O artigo, ao tratar das fases físico-psíquicas pelas quais as pessoas passam, tenta entender o porquê da delinquência juvenil.

Quando se fala em ciclos vitais, está-se a falar em psicologia do desenvolvimento. Esta é a descrição e exploração das mudanças psicológicas que o ser humano sofre com o passar do tempo. Com este trabalho, busca-se mostrar como essas mudanças podem ser compreendidas e descritas e como o ser humano pode ser afetado por tais mudanças.

Segundo Baltes, Rees & Lipstitt (1980)1, “Psicólogos e sociólogos que estudam o desenvolvimento referem-se a três categorias básicas que ocorrem com a idade: (1) mudanças partilhadas, referentes à idade, comuns a todos os indivíduos de uma espécie, (2) mudanças que são comuns a um subgrupo em particular, nas quais os elementos crescem juntos – seja numa determinada cultura, seja numa determinada geração, dentro de uma determinada cultura e (3) mudanças individuais que resultam de eventos singulares, não-partilhados”.

A psicologia do desenvolvimento estuda justamente o primeiro grupo de mudanças: partilhadas referentes à idade e comuns a todos os indivíduos de uma espécie.

No mínimo, três forças são capazes de efetuar mudanças de acordo com a idade: mudanças biológicas (o relógio biológico), experiências externas partilhadas (o relógio social) e mudanças internas partilhadas (maneira como reagimos às pressões do relógio biológico e do relógio social).
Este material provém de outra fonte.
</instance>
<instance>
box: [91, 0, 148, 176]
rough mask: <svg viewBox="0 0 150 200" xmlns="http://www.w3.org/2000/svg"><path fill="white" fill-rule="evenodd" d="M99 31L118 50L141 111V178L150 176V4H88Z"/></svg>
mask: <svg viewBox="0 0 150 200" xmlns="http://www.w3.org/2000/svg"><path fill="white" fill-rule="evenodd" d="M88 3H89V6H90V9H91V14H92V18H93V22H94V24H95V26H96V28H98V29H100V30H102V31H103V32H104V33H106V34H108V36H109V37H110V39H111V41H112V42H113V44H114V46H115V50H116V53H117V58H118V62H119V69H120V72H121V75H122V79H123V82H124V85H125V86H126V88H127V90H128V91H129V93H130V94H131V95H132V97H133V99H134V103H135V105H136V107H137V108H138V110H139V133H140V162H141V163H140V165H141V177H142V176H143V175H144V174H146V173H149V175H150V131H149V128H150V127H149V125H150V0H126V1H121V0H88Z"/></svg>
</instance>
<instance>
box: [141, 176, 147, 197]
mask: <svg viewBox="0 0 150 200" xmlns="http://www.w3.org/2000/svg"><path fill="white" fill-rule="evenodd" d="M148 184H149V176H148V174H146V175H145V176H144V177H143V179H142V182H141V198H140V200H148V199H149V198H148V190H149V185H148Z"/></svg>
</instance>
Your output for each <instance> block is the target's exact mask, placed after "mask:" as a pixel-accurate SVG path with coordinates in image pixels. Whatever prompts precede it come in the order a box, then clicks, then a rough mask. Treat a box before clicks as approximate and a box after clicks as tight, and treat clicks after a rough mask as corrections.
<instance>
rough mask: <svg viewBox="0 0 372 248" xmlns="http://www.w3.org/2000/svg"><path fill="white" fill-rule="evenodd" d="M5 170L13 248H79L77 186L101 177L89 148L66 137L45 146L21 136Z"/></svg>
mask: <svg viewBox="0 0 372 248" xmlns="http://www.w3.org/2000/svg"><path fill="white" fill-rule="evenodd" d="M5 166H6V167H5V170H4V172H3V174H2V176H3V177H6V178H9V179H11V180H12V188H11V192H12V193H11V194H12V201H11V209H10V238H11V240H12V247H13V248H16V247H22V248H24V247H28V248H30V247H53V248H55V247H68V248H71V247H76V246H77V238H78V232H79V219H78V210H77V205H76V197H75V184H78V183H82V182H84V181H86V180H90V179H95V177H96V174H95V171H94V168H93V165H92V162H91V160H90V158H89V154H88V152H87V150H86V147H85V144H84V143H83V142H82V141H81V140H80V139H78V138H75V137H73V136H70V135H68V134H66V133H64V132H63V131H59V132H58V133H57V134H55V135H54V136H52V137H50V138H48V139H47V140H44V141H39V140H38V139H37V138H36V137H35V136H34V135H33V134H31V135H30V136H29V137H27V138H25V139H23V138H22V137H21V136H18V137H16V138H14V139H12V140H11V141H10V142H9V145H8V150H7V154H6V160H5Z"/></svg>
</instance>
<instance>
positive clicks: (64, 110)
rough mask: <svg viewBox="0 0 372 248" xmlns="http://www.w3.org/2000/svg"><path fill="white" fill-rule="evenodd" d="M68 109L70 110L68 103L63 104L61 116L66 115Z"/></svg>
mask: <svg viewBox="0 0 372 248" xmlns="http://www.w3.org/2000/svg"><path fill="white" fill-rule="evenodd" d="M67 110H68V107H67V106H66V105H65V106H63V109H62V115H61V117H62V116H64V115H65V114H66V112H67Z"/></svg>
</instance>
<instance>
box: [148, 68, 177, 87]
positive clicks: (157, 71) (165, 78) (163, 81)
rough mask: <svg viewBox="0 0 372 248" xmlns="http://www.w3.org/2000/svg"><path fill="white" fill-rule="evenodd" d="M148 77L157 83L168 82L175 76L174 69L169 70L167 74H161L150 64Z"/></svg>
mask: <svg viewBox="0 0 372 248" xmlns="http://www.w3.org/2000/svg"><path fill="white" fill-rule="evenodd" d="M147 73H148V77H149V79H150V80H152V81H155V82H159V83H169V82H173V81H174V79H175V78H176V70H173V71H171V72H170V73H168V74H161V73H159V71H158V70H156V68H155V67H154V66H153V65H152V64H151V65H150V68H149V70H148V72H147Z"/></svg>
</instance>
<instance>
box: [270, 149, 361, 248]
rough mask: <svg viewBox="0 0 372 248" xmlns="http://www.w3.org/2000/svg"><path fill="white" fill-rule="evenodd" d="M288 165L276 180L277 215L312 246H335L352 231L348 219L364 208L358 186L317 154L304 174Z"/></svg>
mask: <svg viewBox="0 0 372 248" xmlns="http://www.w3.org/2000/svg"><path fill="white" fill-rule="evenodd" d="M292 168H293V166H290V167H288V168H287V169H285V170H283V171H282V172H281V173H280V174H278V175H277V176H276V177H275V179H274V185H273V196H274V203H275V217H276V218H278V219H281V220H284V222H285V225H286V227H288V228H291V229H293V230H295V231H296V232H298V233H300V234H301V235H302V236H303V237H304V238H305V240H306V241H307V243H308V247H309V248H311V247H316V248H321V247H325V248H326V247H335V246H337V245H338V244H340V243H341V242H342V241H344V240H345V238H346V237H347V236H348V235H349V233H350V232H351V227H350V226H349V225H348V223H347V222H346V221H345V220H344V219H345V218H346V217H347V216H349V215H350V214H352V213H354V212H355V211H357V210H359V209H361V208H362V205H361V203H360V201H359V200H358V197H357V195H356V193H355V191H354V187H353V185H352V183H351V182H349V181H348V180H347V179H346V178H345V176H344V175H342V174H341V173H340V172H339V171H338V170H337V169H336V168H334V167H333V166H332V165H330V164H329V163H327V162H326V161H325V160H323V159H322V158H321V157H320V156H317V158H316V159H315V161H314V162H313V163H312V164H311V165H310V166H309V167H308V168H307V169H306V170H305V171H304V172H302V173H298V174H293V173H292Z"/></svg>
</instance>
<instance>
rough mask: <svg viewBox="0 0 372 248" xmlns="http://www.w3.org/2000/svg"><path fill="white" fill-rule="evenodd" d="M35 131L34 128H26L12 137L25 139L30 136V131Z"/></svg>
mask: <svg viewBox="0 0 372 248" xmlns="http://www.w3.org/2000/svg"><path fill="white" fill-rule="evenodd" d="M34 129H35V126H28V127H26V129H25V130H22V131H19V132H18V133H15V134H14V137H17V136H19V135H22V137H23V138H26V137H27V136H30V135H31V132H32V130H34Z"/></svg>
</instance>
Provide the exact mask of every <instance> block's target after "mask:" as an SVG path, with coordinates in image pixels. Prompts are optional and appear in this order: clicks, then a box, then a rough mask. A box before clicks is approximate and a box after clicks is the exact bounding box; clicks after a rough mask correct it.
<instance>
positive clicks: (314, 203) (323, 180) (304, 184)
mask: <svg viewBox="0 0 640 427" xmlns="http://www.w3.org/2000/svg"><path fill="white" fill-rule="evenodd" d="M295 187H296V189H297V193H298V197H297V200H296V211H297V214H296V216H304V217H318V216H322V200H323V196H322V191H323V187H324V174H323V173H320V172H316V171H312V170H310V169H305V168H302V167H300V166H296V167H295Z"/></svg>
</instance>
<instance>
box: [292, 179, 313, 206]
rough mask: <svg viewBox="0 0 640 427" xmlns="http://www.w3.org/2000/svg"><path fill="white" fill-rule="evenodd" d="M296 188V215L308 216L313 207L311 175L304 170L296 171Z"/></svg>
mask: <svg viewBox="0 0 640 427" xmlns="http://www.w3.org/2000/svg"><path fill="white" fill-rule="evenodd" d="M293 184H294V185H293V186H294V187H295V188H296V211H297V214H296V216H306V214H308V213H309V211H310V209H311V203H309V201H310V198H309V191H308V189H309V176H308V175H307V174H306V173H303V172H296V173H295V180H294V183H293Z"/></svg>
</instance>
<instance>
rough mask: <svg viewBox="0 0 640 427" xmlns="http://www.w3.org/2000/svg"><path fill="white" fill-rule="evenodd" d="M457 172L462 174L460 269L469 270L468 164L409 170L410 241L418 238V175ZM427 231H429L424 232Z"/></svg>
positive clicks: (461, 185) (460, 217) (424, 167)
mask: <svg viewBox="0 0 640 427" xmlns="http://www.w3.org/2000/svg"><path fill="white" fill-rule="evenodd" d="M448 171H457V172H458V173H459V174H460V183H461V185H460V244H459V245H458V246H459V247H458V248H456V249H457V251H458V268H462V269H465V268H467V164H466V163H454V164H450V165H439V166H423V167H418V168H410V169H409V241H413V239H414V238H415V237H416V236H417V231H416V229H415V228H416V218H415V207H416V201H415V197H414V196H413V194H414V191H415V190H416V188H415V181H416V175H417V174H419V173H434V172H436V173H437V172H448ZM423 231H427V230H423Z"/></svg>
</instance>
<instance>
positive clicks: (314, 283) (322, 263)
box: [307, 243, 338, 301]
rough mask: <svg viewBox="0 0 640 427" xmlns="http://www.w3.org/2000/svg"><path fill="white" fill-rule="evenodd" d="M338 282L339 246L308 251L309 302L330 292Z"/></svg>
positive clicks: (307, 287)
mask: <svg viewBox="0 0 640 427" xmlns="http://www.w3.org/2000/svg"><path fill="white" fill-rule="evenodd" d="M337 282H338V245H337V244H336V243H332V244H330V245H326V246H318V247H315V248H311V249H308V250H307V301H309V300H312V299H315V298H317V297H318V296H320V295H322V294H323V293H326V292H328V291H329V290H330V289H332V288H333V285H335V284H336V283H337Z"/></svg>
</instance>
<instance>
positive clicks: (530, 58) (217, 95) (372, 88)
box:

O desenvolvimento também é dado por experiências menos universalmente partilhadas, a cultura de cada país, com suas próprias expectativas, modelos e padrões.


Breve Análise das Teorias da Psicologia do Desenvolvimento

1 – Teorias psicanalíticas: dentre os teóricos psicanalíticos, enquadram-se Sigmund Freud, Carl Jung, Alfred Adler e Erik Erikson. Todos se interessam em explicar o desenvolvimento explicando estudando a psique, ou seja, a alma, o espírito, ou mente.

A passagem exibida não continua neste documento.